Menurut Warren, seri yang disutradarai Ken Burns dan Lynn Novick ini menggambarkan dengan baik sejarah perang Amerika dan Vietnam. Sebab, sudah terlalu lama buku-buku dan film-film Amerika tentang Vietnam selalu menampilkan “musuh” sebagai sosok bayangan, tanpa wajah, yang dimotivasi oleh penolakan politik semata. Apalagi, pertanyaan yang menghantui hampir setiap buku tentang Vietnam dalam Bahasa Inggris adalah, “Bagaimana mungkin Amerika Serikat bisa kalah perang dari negara agraris miskin seperti Vietnam Utara?”

Seri yang dibuat Burns-Novick, tulis Warren, menyarankan penonton Amerika Serikat melihatnya dari perspektif lain, yakni: Bagaimana Komunis menang?

Seperti dicatat Warren, aset utama Komunis bisa memenangkan perang panjang melawan AS adalah strategi perang yang dipelajari dari Mao Zedong, yang dibentuk secara khusus sesuai corak masyarakat Vietnam.
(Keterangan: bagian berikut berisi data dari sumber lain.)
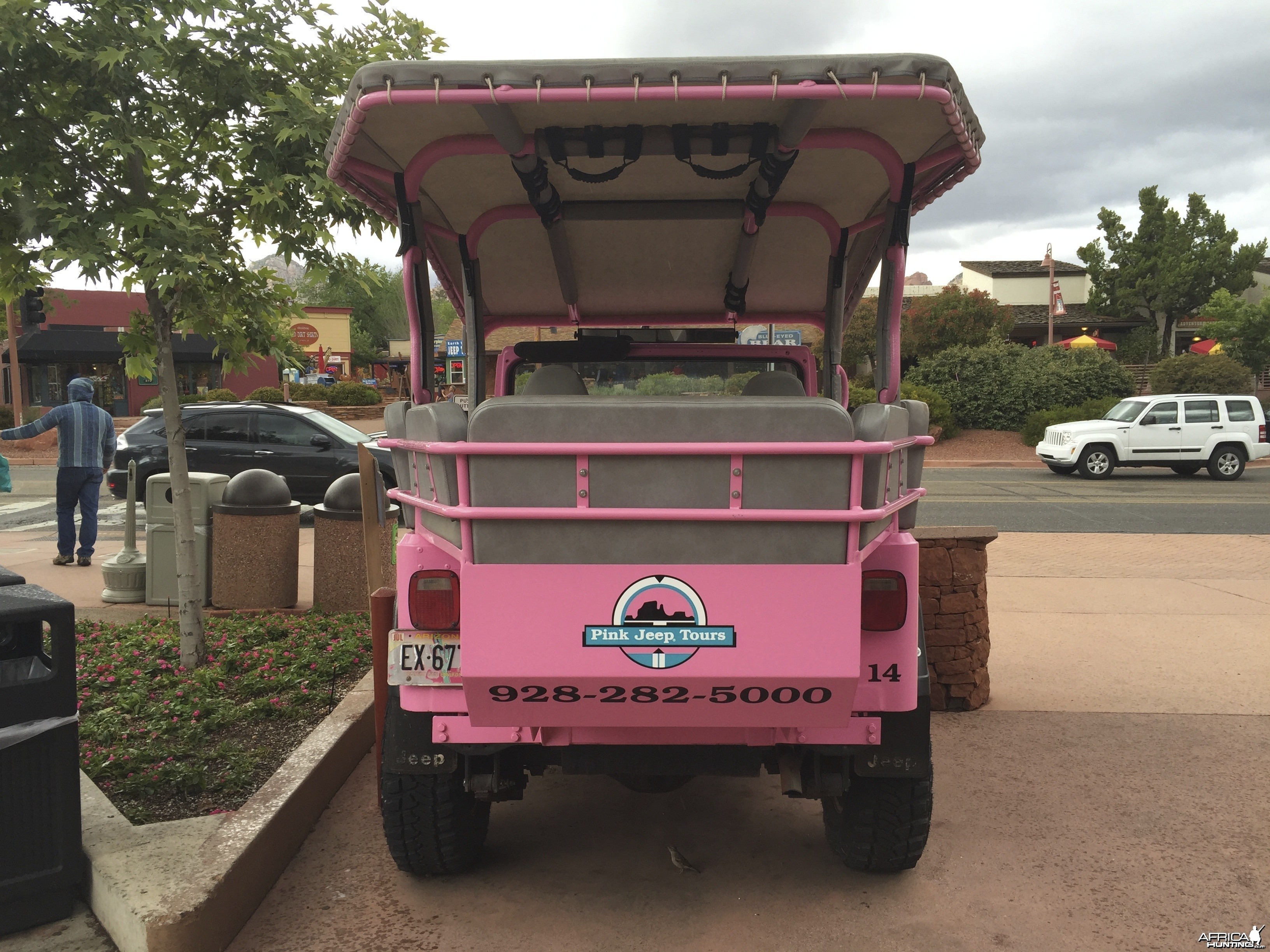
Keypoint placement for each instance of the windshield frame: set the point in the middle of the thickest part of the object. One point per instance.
(336, 427)
(1142, 405)
(800, 356)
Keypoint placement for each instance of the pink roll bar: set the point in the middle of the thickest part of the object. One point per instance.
(855, 447)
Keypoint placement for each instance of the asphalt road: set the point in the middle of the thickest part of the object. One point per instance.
(1130, 500)
(1014, 500)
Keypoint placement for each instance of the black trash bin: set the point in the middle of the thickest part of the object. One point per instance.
(41, 852)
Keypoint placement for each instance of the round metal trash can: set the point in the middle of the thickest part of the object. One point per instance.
(256, 562)
(340, 550)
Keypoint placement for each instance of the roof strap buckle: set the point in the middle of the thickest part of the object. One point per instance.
(719, 135)
(407, 235)
(595, 139)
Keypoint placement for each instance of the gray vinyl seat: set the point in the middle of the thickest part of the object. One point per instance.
(774, 384)
(554, 380)
(680, 481)
(879, 422)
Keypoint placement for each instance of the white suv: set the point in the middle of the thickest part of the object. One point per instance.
(1180, 431)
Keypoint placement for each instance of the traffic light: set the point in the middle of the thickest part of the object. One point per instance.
(32, 309)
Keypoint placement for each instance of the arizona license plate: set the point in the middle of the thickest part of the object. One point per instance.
(425, 658)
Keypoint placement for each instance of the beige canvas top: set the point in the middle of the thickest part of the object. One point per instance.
(653, 267)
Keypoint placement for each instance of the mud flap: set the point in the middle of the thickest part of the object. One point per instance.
(408, 746)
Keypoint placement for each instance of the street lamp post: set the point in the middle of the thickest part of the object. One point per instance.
(1049, 261)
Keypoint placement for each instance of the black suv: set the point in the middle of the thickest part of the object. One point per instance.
(307, 447)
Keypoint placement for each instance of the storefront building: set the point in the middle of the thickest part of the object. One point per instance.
(81, 338)
(326, 338)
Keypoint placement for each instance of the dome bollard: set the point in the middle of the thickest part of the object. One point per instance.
(340, 551)
(256, 562)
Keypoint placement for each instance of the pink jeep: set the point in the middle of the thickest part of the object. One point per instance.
(656, 553)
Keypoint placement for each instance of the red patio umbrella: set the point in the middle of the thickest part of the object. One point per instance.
(1206, 347)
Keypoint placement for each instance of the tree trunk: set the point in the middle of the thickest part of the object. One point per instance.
(193, 647)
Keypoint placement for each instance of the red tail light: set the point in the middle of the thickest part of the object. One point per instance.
(435, 600)
(883, 601)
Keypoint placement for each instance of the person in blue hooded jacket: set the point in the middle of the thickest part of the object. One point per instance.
(86, 448)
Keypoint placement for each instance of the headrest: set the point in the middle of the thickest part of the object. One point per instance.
(774, 384)
(554, 380)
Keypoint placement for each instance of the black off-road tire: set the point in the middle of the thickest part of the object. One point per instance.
(881, 824)
(1096, 461)
(1227, 462)
(431, 824)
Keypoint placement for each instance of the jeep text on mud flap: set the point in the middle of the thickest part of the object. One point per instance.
(653, 553)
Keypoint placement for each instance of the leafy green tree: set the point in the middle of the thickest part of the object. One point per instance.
(1241, 328)
(165, 134)
(1170, 267)
(1197, 374)
(956, 317)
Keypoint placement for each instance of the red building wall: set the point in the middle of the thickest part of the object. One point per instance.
(112, 310)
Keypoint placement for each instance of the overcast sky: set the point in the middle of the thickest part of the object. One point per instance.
(1082, 103)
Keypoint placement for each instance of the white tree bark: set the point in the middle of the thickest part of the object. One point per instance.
(193, 645)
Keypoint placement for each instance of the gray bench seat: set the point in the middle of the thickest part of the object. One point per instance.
(666, 481)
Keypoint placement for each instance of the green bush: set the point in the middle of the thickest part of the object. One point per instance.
(309, 391)
(266, 395)
(350, 394)
(942, 414)
(1034, 429)
(155, 403)
(676, 384)
(997, 385)
(1196, 374)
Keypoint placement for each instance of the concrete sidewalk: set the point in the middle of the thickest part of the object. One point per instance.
(1109, 798)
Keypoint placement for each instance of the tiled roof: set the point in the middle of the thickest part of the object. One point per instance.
(1014, 270)
(1077, 315)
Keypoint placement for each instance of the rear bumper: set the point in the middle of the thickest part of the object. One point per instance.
(458, 729)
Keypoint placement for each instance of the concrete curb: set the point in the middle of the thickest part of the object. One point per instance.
(191, 885)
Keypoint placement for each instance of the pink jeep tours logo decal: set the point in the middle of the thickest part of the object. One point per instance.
(660, 622)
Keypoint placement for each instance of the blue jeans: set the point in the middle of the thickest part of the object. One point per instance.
(78, 485)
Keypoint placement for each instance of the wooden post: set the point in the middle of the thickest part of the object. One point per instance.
(383, 606)
(14, 371)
Strategi tersebut mampu melunturkan semangat Amerika untuk berperang. Aset kedua adalah organisasi politik yang sangat dinamis dan kohesif di Vietnam Selatan. Organisasi tersebut, National Liberation Front/Front Pembebasan Nasional, mengeksploitasi banyak kerentanan AS-Vietnam Selatan.

Selain itu, Front Pembebasan Nasional juga mendapat dukungan luas dari kaum tani pedesaan yang meliputi 90 persen dari total populasi Vietnam Selatan sebanyak 16 juta penduduk. Warren mengutip sejarawan Jeffery Record yang mengatakan bahwa kaum komunis memiliki “pegangan strategis yang unggul dalam dimensi politik dan sosial dari perjuangan [mereka]”.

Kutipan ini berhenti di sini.